A secret blog containing the ramblings of a secret someone...
I'm pretty sure that I believe in some sort of fate. Maybe
fate, as a word, is too loaded. Serendipity? But, then, if
fate is too loaded,
serendipity is not loaded enough. What I mean to say, is that I often feel as though I'm some where, some time for a reason. To see something. To see someone. To hear something I've been needing to hear.
We went to Oprah the other day. Like, we actually
went to Oprah. Everyone wanted a new car, or at the very least, a Louis Vuitton bag. Or, Brad Pitt. We wanted Brad Pitt (well, not Brad Pitt specifically, but someone cute and famous). Instead, the show was about women who hate themselves. It was really depressing. But, I think it was almost fated. I mean, I don't
hate myself, really. But, I could definitely relate to some of the things that those women said. Especially this mom who smokes a lot. It just all hit home. And, it made me think. And, I couldn't explain it, or share how it made me feel with anyone. It was just for me.
Then, on Friday, I went to this conference and happened upon a women with whom I used to work. It's this organization that I didn't keep in touch with, but should have. And she told me to send my resume.
And, today, I didn't want to babysit, but I did. And, it wasn't even my weekend, but I had switched somewhere down the line, so it became my weekend. This mom's sister was there and she asked me what I was doing when I graduated and I told her PC. And, she said all of these amazing things that made me feel so
okay about it all. It wasn't even that she said that much. It all only amounted to about 3 sentences. But it was really loaded.
This evening I was riding home from CVS and saw Juan (I only say his name because no one knows him and I can't remember what weird code name I gave him before). I never see him just walking. But, he was just walking. And, we talked. It wasn't good. It was actually bad. But, it all needed to be said.

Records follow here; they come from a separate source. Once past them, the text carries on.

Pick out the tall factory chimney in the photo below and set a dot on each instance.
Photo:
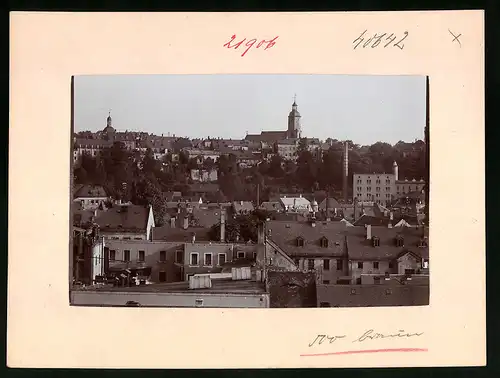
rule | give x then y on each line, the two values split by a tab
346	172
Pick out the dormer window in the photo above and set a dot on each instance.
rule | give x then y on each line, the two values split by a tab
300	241
324	242
422	242
400	241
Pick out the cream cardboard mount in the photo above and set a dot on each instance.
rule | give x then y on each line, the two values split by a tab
48	48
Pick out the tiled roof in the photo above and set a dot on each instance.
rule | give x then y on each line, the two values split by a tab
271	206
371	220
80	216
332	204
289	141
359	248
373	295
243	206
93	142
90	191
204	188
131	218
285	234
176	234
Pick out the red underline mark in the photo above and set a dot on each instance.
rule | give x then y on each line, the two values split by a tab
366	351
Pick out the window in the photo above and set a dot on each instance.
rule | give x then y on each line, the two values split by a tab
339	264
208	259
310	264
300	242
400	241
162	276
324	242
198	302
222	258
194	259
326	264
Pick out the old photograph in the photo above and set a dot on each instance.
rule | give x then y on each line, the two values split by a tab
249	191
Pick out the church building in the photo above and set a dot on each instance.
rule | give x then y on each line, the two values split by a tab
293	132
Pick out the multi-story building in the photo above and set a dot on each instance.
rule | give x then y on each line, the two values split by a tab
382	188
90	197
312	245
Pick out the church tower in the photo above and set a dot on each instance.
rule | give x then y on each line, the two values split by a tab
109	131
294	130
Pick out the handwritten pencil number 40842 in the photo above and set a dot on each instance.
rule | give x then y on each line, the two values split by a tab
383	40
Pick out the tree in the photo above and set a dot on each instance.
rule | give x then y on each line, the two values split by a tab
208	164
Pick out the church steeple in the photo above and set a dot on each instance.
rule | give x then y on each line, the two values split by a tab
109	120
294	129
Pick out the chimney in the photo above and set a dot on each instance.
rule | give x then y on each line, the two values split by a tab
222	226
260	234
368	231
346	171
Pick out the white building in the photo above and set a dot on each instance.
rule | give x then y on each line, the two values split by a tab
296	204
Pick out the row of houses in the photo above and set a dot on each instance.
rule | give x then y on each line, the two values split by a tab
336	250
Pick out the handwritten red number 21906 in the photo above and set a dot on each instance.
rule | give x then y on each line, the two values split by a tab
250	43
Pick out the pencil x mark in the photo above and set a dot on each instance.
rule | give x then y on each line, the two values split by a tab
456	38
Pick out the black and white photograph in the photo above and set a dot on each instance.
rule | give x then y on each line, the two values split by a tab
249	191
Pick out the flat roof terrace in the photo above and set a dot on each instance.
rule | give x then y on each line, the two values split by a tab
218	286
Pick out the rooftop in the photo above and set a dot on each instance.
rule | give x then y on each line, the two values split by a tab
90	191
123	218
218	286
359	247
324	239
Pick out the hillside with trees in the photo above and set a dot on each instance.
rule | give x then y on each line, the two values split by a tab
141	179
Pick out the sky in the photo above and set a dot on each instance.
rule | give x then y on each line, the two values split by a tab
364	109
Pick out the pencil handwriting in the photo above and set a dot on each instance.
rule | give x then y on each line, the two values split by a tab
365	336
365	40
249	43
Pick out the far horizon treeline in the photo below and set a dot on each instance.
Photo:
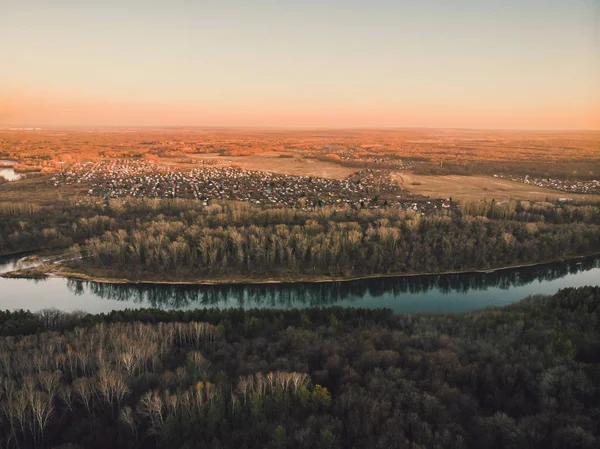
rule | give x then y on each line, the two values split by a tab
523	375
181	239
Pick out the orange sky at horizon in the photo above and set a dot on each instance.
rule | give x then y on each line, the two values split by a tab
480	64
24	110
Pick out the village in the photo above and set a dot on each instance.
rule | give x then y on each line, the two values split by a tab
589	187
148	179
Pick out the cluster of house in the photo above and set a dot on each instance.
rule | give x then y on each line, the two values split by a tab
197	161
139	178
363	156
592	186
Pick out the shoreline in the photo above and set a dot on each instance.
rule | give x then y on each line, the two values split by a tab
71	275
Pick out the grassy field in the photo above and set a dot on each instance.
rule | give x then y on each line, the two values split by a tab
473	188
288	165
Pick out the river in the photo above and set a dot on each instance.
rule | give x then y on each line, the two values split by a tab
436	293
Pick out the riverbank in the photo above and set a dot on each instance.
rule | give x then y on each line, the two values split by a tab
56	270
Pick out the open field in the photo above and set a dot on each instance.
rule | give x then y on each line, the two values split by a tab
288	165
473	188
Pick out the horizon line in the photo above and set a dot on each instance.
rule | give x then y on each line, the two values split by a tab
9	127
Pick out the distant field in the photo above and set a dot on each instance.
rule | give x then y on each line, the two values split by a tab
472	188
272	162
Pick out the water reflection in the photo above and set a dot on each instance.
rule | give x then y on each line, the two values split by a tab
322	294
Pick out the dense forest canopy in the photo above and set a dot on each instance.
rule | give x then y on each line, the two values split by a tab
184	240
525	375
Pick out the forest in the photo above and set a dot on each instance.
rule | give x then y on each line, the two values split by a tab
524	375
183	240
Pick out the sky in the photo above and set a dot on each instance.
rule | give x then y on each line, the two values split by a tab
518	64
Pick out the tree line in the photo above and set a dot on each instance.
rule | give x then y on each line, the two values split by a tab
524	375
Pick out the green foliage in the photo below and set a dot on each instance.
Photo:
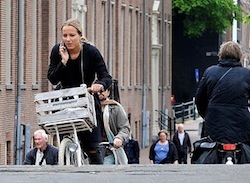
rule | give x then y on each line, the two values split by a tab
246	19
203	15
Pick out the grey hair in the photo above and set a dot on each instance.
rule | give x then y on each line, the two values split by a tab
42	132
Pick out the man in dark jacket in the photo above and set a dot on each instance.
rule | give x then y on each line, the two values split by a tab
182	142
222	97
43	153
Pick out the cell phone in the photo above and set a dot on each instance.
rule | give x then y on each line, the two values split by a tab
63	45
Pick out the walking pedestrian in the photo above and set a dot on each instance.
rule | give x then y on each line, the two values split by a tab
43	153
182	142
74	62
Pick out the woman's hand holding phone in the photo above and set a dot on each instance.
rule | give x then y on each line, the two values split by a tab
64	53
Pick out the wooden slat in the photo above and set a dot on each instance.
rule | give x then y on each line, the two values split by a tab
60	93
60	105
64	116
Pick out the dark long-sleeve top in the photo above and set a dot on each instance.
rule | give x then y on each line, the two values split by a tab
71	76
224	106
172	155
50	154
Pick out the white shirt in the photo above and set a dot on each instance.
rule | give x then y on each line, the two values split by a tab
181	137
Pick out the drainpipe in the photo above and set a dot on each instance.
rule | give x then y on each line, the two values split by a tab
144	64
19	81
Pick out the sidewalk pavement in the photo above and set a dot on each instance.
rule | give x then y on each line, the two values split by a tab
191	126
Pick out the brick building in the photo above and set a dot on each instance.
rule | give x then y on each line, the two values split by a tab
29	29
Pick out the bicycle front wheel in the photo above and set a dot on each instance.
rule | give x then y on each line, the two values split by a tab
66	157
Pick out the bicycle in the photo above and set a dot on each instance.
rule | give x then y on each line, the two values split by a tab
64	113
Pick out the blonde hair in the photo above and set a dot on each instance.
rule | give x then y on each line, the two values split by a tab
230	50
42	132
163	131
77	25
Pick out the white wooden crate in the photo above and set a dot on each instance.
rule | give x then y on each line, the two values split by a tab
63	109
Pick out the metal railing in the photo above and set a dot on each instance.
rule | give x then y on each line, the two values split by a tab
167	122
185	111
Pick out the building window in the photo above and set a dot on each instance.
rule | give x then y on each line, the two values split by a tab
34	46
93	22
8	41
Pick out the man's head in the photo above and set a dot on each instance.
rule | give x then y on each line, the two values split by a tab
230	50
105	94
40	139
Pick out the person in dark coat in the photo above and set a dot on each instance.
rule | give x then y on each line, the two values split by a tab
163	151
74	62
222	97
43	153
182	142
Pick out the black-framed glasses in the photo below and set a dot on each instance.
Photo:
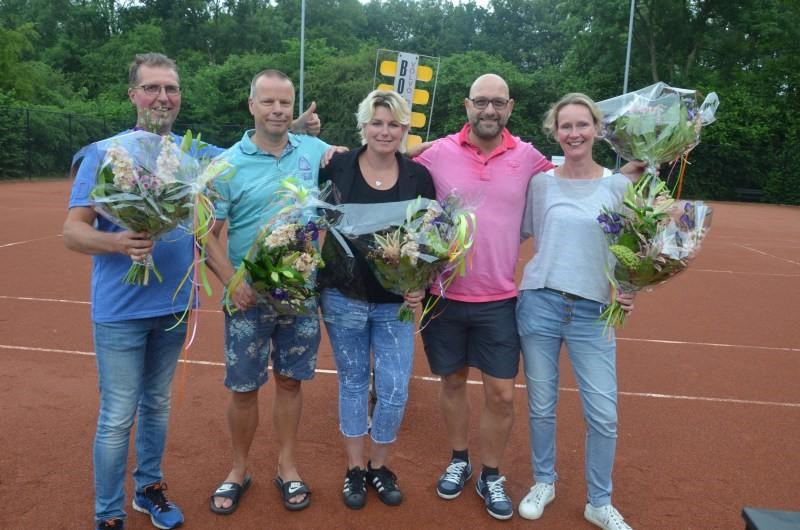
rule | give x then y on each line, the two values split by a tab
154	90
482	103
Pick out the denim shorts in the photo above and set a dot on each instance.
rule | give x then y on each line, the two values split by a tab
250	337
478	334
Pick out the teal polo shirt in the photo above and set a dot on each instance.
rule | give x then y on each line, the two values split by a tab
249	199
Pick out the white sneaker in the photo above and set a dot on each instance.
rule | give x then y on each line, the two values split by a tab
532	506
606	517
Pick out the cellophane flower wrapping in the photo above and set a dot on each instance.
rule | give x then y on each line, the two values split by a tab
147	183
430	243
652	236
282	263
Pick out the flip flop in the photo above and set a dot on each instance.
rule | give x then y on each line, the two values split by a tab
293	488
232	491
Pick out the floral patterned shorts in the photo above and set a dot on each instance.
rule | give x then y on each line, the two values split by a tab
250	337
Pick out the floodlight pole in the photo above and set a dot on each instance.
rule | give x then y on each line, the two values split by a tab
627	58
628	52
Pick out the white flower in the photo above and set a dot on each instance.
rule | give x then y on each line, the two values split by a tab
168	162
410	249
281	236
121	167
305	263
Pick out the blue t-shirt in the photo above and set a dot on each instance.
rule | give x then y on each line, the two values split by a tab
114	301
248	199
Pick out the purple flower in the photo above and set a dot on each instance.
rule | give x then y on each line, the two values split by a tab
312	229
280	294
687	219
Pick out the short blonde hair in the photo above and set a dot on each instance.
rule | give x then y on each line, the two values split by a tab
390	100
550	125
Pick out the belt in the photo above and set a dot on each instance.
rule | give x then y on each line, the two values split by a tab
568	296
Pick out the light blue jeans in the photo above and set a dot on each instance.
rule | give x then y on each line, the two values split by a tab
547	319
136	361
354	328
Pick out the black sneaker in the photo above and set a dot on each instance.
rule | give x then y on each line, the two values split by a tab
385	483
494	496
452	480
355	488
111	524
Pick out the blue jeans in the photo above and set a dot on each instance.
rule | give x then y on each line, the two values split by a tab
547	319
136	360
253	334
354	328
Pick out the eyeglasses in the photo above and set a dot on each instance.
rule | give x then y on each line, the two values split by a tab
482	103
154	90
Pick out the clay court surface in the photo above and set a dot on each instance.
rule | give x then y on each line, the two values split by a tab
709	371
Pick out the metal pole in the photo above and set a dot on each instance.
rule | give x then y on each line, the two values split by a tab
628	52
28	136
301	107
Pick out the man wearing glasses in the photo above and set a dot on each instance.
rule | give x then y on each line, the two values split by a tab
136	340
475	323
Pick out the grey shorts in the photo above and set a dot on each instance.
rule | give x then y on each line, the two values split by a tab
478	334
250	337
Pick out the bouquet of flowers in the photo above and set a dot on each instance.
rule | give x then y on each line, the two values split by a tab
147	183
282	263
431	243
652	236
651	241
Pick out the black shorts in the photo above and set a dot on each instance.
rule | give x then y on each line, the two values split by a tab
478	334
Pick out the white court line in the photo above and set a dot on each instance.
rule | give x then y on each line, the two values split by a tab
470	381
716	344
28	241
784	275
768	254
655	341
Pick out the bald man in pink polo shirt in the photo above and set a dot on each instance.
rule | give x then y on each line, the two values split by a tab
476	324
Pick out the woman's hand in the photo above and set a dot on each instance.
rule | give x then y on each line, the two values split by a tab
243	297
634	169
332	150
414	299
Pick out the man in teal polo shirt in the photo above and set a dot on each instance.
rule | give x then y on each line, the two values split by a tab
263	157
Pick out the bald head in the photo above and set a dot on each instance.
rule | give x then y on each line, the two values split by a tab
489	83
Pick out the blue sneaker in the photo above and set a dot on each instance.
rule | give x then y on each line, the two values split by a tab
151	500
452	480
494	496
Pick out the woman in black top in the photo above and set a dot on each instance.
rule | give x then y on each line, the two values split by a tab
360	315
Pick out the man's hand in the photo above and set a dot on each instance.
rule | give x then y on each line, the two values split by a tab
414	299
243	297
418	149
135	245
634	169
308	122
626	301
332	150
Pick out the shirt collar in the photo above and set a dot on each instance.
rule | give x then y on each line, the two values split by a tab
509	142
248	147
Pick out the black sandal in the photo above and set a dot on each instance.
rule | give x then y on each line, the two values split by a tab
232	491
293	488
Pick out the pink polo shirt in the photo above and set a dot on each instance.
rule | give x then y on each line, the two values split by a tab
498	183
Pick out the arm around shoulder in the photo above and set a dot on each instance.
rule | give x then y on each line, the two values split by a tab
81	236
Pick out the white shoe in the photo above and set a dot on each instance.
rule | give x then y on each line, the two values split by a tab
532	506
606	517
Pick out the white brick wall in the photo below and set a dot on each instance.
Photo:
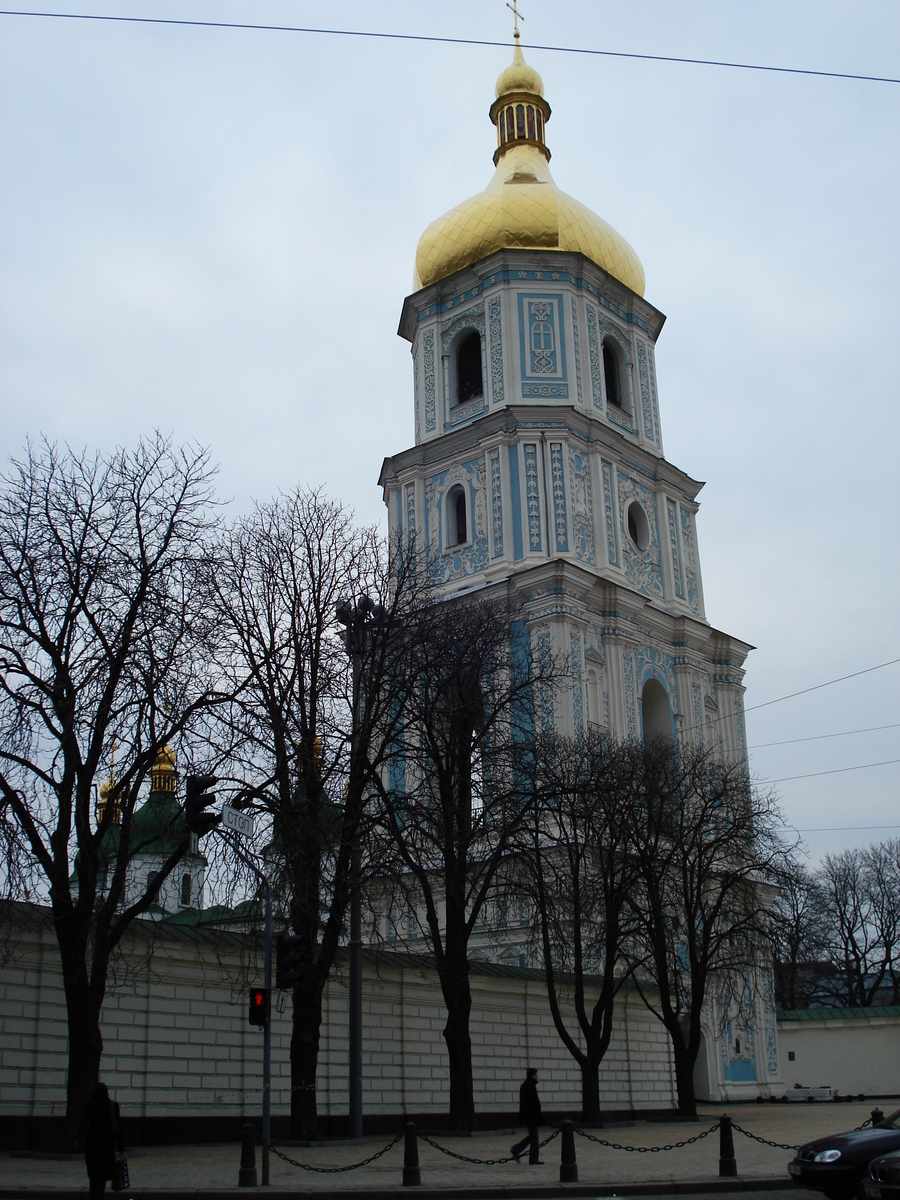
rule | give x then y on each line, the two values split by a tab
177	1038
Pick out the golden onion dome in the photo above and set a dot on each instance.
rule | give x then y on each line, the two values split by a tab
165	760
519	77
522	208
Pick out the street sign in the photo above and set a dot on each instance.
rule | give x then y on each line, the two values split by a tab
240	822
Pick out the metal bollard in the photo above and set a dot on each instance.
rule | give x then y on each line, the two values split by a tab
247	1174
727	1163
412	1175
568	1163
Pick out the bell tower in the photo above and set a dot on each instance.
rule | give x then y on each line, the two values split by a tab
538	461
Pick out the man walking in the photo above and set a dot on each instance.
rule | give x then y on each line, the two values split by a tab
529	1114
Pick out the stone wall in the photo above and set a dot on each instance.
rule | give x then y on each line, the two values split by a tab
855	1050
180	1056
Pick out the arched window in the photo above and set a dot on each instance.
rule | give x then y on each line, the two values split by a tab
639	527
457	529
468	369
593	697
612	376
655	713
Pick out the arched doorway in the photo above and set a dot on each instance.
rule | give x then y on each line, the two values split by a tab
655	713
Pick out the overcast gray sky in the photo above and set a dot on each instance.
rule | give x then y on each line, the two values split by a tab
211	232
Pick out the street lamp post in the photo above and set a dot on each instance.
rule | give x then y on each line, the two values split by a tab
355	617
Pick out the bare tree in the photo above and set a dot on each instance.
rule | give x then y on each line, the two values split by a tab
706	845
102	618
863	913
282	574
579	873
450	801
798	936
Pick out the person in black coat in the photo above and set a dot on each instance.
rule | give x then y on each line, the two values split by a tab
529	1114
102	1138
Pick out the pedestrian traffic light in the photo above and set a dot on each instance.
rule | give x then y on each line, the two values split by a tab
197	798
288	961
258	1006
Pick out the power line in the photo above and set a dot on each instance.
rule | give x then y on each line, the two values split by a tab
816	687
846	828
835	771
823	737
449	41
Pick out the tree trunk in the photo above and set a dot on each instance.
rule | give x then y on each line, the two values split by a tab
591	1091
457	997
304	1060
684	1078
85	1044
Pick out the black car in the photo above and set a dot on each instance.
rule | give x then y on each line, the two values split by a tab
837	1165
883	1180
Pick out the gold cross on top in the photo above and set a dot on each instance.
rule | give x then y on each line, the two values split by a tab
516	16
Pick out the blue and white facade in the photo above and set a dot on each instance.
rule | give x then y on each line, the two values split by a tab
569	499
570	505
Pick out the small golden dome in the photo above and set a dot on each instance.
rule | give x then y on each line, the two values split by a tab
519	77
165	760
522	208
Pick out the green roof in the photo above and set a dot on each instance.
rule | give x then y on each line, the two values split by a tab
837	1014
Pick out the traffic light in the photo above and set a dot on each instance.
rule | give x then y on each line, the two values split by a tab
258	1006
288	958
197	798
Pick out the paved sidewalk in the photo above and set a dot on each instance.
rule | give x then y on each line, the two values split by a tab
173	1170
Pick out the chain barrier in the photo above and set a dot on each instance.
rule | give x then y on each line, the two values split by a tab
483	1162
647	1150
335	1170
754	1137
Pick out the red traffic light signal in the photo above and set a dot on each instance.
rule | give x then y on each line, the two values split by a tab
258	1006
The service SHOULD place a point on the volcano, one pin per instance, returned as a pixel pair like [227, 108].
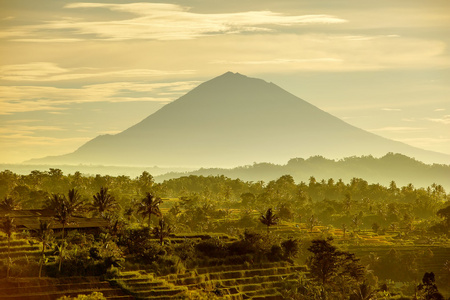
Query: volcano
[235, 120]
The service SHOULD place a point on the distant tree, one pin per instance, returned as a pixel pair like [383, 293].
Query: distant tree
[150, 206]
[364, 292]
[145, 182]
[103, 202]
[8, 227]
[445, 214]
[162, 231]
[9, 203]
[375, 227]
[269, 219]
[356, 221]
[312, 221]
[248, 199]
[285, 212]
[64, 208]
[344, 229]
[428, 288]
[44, 235]
[327, 264]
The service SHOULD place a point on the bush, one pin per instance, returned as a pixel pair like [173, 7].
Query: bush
[93, 296]
[212, 248]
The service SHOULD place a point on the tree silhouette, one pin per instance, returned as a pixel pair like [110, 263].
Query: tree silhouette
[162, 231]
[44, 234]
[150, 206]
[8, 227]
[327, 263]
[364, 292]
[64, 208]
[312, 221]
[428, 288]
[103, 202]
[9, 203]
[269, 219]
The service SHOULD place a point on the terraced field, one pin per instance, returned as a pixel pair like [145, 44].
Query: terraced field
[54, 288]
[260, 281]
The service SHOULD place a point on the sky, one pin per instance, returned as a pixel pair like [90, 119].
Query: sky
[70, 71]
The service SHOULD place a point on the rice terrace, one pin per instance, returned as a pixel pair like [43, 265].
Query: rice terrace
[193, 149]
[213, 237]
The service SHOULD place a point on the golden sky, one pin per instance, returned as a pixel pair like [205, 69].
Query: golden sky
[70, 71]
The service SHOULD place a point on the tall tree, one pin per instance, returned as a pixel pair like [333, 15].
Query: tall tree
[162, 231]
[103, 202]
[44, 234]
[268, 219]
[8, 227]
[327, 264]
[64, 208]
[9, 203]
[150, 206]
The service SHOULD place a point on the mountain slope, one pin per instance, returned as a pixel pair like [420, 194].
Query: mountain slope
[234, 120]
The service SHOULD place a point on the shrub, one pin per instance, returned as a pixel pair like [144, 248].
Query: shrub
[93, 296]
[212, 248]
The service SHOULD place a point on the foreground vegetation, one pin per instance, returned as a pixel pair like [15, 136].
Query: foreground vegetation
[209, 236]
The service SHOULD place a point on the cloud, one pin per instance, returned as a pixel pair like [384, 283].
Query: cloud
[14, 99]
[391, 109]
[398, 129]
[444, 120]
[158, 21]
[47, 71]
[279, 61]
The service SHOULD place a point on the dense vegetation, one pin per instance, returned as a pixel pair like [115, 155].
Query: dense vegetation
[358, 239]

So, I don't know if this is all meaningless. It might be that if you connect the dots you'll make a picture nonetheless. Even if a picture doesn't really belong. But, then, does it really matter? What's the big deal if the picture is purely a manifestation of arbitrarily connected dots? Thinking that things work out for a reason gives me inspiration to keep on trudging. It's not that I think there's this ultimate driving fate and the
plan cannot be changed. I believe in self-realization and self-determination and all of that. But, I also believe that it isn't always exactly as black and white as it seems. I believe in something bigger than me. Even if, ultimately, it is just
me. But, I believe that there is some side of sub-conscious me that knows more than I do. Perhaps this is getting too convoluted. Perhaps I am tired. Perhaps I've had a really strange weekend (too say the least). Whatever it is, telling myself stories makes it all seem to be okay.